Google has more on the process here. Note that you’ll lose everything you’ve ever bought from Google Play, from apps to movies, and you’ll also lose your Gmail username, which you can’t use again. Google says you’ve got 2-3 weeks to change your mind if you want to recover your account, and you’ll be asked to answer some security questions to verify your identity before Google finally pulls the plug.
Find some alternatives
Once you’ve successfully extricated yourself and your data from Google’s clutches, your next step is finding new tools for your all your email, search, and photo storage needs. There’s more choice out there than you might think.
For search, where Google makes its money, the obvious big-name alternative is Bing from Microsoft, but the ultra-clean, ultra-private DuckDuckGo is absolutely worth a look as well. If you’re no longer going to use Gmail, then you can switch Microsoft’s Outlook, Apple’s iCloud, or even Yahoo Mail.
Apple’s email option is ad-free, and of course, simple to use if you’re going to switch to the iPhone as your mobile phone of choice—and iPhone life is pretty much unavoidable if you want to cut the Google cord. While you can use an Android phone without a Google account, you won’t be able to download any new apps until you sign in, which limits your options somewhat.

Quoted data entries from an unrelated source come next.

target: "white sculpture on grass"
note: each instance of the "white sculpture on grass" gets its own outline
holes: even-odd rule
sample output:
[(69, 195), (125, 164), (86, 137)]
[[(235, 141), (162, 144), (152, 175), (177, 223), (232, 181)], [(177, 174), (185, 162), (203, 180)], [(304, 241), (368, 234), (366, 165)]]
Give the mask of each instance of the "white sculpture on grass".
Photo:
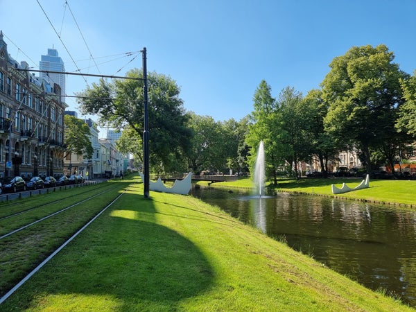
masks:
[[(139, 173), (141, 180), (144, 182), (144, 176), (141, 172)], [(191, 190), (191, 182), (192, 182), (192, 173), (189, 173), (182, 180), (175, 180), (172, 187), (166, 187), (163, 181), (157, 179), (157, 181), (149, 181), (149, 189), (157, 192), (171, 193), (174, 194), (187, 195)]]
[(358, 186), (354, 187), (354, 189), (348, 187), (345, 183), (343, 183), (343, 186), (340, 189), (336, 187), (333, 184), (332, 184), (331, 187), (332, 187), (333, 194), (341, 194), (343, 193), (347, 193), (351, 191), (356, 191), (357, 189), (367, 189), (370, 187), (370, 177), (368, 175), (367, 175), (365, 179), (361, 181), (361, 183), (360, 183)]

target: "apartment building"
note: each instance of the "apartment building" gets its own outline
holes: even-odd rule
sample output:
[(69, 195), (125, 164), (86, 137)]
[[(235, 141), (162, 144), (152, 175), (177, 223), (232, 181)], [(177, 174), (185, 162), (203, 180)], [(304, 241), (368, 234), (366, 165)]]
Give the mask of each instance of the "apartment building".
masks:
[(9, 55), (0, 31), (0, 177), (62, 175), (63, 95)]

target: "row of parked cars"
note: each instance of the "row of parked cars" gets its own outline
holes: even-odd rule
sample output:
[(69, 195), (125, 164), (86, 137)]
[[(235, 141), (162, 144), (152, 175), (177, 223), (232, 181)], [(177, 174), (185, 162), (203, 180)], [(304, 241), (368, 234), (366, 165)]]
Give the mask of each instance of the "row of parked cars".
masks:
[(23, 177), (16, 176), (3, 184), (0, 182), (0, 194), (1, 193), (16, 193), (18, 191), (28, 189), (44, 189), (45, 187), (55, 187), (62, 185), (76, 184), (84, 183), (84, 177), (80, 175), (62, 175), (58, 179), (54, 177), (33, 177), (26, 181)]

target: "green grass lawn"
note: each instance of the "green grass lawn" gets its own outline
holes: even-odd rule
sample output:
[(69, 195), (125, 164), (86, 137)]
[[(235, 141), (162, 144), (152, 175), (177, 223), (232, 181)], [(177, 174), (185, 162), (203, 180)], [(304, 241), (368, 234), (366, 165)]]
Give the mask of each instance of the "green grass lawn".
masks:
[(413, 311), (196, 198), (142, 193), (132, 184), (0, 310)]

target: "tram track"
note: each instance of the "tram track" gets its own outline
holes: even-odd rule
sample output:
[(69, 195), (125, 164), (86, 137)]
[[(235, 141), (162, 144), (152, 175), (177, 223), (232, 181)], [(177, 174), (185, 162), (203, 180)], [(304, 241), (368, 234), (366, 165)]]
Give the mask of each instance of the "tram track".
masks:
[[(94, 196), (92, 196), (92, 197), (90, 197), (89, 198), (87, 198), (87, 199), (85, 199), (83, 200), (81, 200), (80, 202), (77, 202), (76, 204), (71, 205), (70, 206), (66, 207), (65, 208), (63, 208), (63, 209), (62, 209), (60, 210), (58, 210), (58, 211), (53, 212), (53, 214), (48, 214), (48, 215), (44, 216), (43, 218), (40, 218), (39, 220), (37, 220), (36, 221), (33, 221), (33, 222), (32, 222), (31, 223), (26, 224), (26, 225), (24, 225), (24, 226), (20, 227), (19, 227), (17, 229), (14, 229), (14, 230), (12, 230), (11, 232), (10, 232), (4, 234), (4, 235), (0, 236), (0, 240), (1, 240), (3, 239), (5, 239), (6, 237), (10, 236), (10, 235), (12, 235), (12, 234), (13, 234), (15, 233), (17, 233), (17, 232), (18, 232), (19, 231), (21, 231), (21, 230), (23, 230), (23, 229), (26, 229), (26, 228), (27, 228), (27, 227), (28, 227), (30, 226), (32, 226), (32, 225), (35, 225), (37, 223), (39, 223), (40, 222), (42, 222), (42, 221), (43, 221), (44, 220), (46, 220), (46, 219), (48, 219), (48, 218), (51, 218), (51, 217), (52, 217), (53, 216), (55, 216), (55, 215), (57, 215), (58, 214), (60, 214), (61, 212), (63, 212), (63, 211), (64, 211), (66, 210), (68, 210), (68, 209), (69, 209), (71, 208), (76, 207), (78, 205), (80, 205), (80, 204), (82, 204), (83, 202), (87, 202), (88, 200), (93, 200), (96, 197), (99, 196), (100, 195), (105, 193), (106, 191), (102, 191), (101, 193), (98, 193), (98, 194), (94, 195)], [(21, 213), (19, 213), (19, 214), (14, 214), (14, 215), (10, 216), (18, 216), (18, 215), (24, 213), (24, 212), (26, 212), (26, 211), (29, 211), (29, 210), (32, 210), (32, 209), (28, 209), (28, 210), (26, 210), (25, 211), (22, 211)]]
[[(39, 205), (35, 204), (35, 205), (33, 205), (33, 200), (32, 200), (32, 198), (28, 198), (28, 200), (26, 200), (26, 202), (22, 203), (21, 202), (16, 202), (8, 203), (7, 206), (6, 205), (4, 205), (3, 207), (0, 206), (0, 221), (1, 221), (3, 219), (6, 219), (6, 218), (15, 216), (18, 216), (19, 214), (21, 214), (22, 213), (35, 209), (36, 208), (41, 208), (46, 205), (62, 202), (64, 200), (68, 200), (68, 199), (73, 198), (75, 196), (82, 196), (83, 194), (91, 193), (92, 191), (94, 191), (97, 189), (108, 187), (107, 184), (103, 184), (103, 183), (101, 183), (100, 184), (96, 184), (96, 187), (95, 185), (94, 185), (94, 186), (92, 186), (92, 188), (90, 188), (90, 187), (86, 187), (87, 188), (87, 189), (83, 190), (83, 191), (82, 191), (80, 193), (71, 193), (68, 196), (60, 197), (58, 199), (54, 199), (54, 200), (49, 201), (49, 202), (42, 201), (42, 204), (39, 204)], [(66, 189), (64, 191), (66, 191)], [(52, 191), (55, 192), (55, 191), (53, 190)], [(64, 192), (60, 193), (60, 194), (64, 194)], [(15, 211), (15, 208), (17, 208), (18, 209), (18, 212), (14, 212), (14, 211)], [(23, 209), (23, 210), (21, 210), (21, 209)], [(12, 212), (10, 214), (7, 214), (8, 213), (10, 212), (10, 211), (12, 211)]]
[[(127, 191), (123, 187), (127, 185), (117, 183), (0, 236), (0, 296), (3, 296), (0, 304), (11, 295), (10, 291), (15, 291), (19, 284), (24, 283), (116, 202)], [(3, 223), (10, 220), (3, 219)]]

Your photos and videos will of course be very important to you, and we’ve previously written a full guide to switching from Google Photos to Apple Photos. If you’re not running into the open arms of Apple for your photo management needs, Flickr is still worth considering, and Microsoft’s OneDrive will do the basics as well.
Microsoft can also help you out if you’re heavily invested in Google’s online office suite: Basic versions of Excel, PowerPoint, and Word are available online, as are Apple’s productivity programs. Of the independent services, Zoho is probably the best option, though it’s focused on businesses rather than on individuals.
While we can’t give you detailed step-by-step guides for getting your ex-Google data into all these products, in most cases, it’s pretty straightforward, and you should now have a good idea where to start in each area.